Dear Jackie by Jessixa Bagley, illustrated by Aaron Bagley. Simon & Schuster Books for Young People, 2025. 978-1534496576. 288pp.

Jackie and Milo are nervous about starting middle school, and they’re so close that Jackie’s mother calls Milo Jackie’s “replacement brother.” (Jackie’s real brother, Jabari, has just moved away from home.) Milo is the kind of boy who cries while reading comic books, and Jackie is not at all a girly girl. They’re perfect friends.

At school Milo immediately makes new friends while playing sports, and Jackie doesn’t like them at all. Her locker is below Adelle’s; Adelle wants to give Jackie fashion advice, and isn’t nice about it at all.

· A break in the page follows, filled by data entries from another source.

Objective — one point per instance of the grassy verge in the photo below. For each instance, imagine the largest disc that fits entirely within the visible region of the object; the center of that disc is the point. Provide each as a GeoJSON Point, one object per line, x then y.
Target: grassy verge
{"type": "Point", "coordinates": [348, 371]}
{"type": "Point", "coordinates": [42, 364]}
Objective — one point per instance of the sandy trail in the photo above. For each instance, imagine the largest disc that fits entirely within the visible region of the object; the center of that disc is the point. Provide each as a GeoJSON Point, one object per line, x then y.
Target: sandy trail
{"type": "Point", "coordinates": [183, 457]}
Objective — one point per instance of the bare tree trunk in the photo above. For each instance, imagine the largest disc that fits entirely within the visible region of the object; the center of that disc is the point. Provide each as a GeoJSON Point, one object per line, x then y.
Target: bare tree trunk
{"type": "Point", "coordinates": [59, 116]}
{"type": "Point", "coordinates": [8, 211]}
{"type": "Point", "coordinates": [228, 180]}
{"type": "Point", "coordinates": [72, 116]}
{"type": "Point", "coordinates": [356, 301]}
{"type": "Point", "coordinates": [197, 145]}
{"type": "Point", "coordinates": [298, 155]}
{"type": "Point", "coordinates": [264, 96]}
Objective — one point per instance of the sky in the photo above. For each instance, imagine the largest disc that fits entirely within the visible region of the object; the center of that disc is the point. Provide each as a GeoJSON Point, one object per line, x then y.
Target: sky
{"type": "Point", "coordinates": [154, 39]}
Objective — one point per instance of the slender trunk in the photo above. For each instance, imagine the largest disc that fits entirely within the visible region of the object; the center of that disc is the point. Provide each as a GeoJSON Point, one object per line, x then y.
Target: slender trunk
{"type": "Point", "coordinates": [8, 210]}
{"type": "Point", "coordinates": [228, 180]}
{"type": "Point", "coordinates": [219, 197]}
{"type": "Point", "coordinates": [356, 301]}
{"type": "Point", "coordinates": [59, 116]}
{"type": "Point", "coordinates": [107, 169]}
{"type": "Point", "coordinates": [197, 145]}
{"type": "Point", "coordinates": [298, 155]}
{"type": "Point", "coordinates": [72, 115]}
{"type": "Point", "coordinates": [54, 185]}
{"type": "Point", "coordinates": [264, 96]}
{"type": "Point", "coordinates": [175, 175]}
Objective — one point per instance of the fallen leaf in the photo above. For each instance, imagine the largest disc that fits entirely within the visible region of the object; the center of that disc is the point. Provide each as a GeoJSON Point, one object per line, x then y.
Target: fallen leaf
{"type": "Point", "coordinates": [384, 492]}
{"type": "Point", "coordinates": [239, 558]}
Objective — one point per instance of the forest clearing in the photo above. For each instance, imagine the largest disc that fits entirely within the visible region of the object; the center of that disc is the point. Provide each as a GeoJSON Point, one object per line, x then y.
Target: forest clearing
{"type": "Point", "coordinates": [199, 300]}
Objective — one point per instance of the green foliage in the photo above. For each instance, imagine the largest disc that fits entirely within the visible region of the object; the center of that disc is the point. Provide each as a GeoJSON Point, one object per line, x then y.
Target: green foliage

As notes start to get passed and kids start pairing off, Jackie deals with her isolation by writing herself notes on a typewriter she finds in Jabari’s room. At first they’re the kind of things she wishes someone would say to her, to give her a boost. But soon, tired of more and more people telling her to act and dress more like a girl, Jackie types herself a note from a secret admirer and sticks it in Adelle’s locker “by mistake.” When Adelle finds it, people are shocked, but they also become nicer to Jackie. As everyone tries to figure out who likes Jackie, the whole situation becomes more and more precarious.

Worth noting: Early in the book, Jackie tries to dye her hair with disastrous results. (It’s pretty funny, too.) And Jabari is the best older sibling ever.

This is the second tween graphic novel by the Bagleys, who also wrote/created/illustrated Duel, the fencing graphic novel with lots of sibling rivalry.